Bild: Schwierige Entscheidung: Wer darf im Rahmen eines offenen Vollzugs raus? …
Karlsruhe taz | Der Bundesgerichtshof (BGH) hat zwei leitende
Vollzugsbeamte vom Vorwurf der fahrlässigen Tötung freigesprochen. Sie
hatten einem Häftling den offenen Vollzug gewährt. Der Häftling verursachte
später einen tödlichen Verkehrsunfall.
Heiko K. fuhr ab seinem dreizehnten Lebensjahr immer wieder ohne
Führerschein Auto. Er war schon 22 Mal verurteilt worden, als er 2013 eine
erneute Haftstrafe in der Justizvollzugsanstalt (JVA) Wittlich in
Rheinland-Pfalz anzutreten hatte. Die dortige JVA-Abteilungsleiterin
entschied, dass K. in den offenen Vollzug kommt und auch unbegleiteten
Ausgang erhält.
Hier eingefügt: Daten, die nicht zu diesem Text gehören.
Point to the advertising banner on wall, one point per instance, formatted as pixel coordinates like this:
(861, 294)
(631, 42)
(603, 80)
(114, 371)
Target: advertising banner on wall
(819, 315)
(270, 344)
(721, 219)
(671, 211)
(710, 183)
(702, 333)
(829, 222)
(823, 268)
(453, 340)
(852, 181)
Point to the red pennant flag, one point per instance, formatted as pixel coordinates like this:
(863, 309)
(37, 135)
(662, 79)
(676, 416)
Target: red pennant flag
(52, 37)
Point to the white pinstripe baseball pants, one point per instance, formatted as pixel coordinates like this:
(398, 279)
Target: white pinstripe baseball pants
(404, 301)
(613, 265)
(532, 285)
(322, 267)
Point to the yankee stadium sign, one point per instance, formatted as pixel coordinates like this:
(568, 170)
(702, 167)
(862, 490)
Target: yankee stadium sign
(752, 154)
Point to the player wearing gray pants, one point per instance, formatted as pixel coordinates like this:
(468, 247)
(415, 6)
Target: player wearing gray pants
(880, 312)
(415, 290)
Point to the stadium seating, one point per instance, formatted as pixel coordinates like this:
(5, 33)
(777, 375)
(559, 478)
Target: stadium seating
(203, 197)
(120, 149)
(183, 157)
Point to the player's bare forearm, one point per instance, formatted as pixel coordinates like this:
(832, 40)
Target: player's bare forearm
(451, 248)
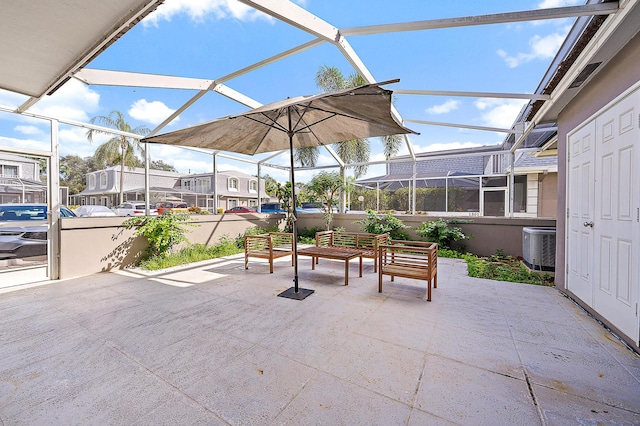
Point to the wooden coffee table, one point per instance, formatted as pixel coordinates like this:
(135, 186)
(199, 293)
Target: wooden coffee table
(336, 253)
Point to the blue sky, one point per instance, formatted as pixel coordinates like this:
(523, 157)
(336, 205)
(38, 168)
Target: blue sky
(212, 38)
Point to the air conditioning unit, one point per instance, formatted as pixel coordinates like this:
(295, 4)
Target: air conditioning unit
(539, 248)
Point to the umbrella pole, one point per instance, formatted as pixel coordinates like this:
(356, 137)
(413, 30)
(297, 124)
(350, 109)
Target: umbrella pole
(294, 292)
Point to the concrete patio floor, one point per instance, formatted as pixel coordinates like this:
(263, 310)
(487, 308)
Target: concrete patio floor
(210, 343)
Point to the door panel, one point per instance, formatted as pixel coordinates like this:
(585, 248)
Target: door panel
(615, 224)
(580, 194)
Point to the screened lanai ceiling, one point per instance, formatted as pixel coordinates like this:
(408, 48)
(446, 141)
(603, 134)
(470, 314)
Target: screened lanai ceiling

Nach einer Verlegung in die Justizvollzugsanstalt Diez
entschied der dortige Abteilungsleiter ebenso, weil K. als unauffälliger
Mustergefangener galt.
Tagsüber arbeitete der Häftling Heiko K. für eine Zeitarbeitsfirma, abends
bekam er oft Ausgang, um seine Frau zu besuchen. Dorthin fuhr er allerdings
mit einem Auto – und zwar ohne Führerschein. Als er im Januar 2015 von der
Polizei kontrolliert wurde, flüchtete er. Dabei fuhr er entgegen der
Fahrtrichtung auf eine Bundesstraße, wo er kurz darauf mit einem anderen
Fahrzeug zusammenstieß. Dessen 21-jährige Fahrerin starb bei dem
Zusammenprall. Heiko K. wurde deshalb wegen Mordes verurteilt.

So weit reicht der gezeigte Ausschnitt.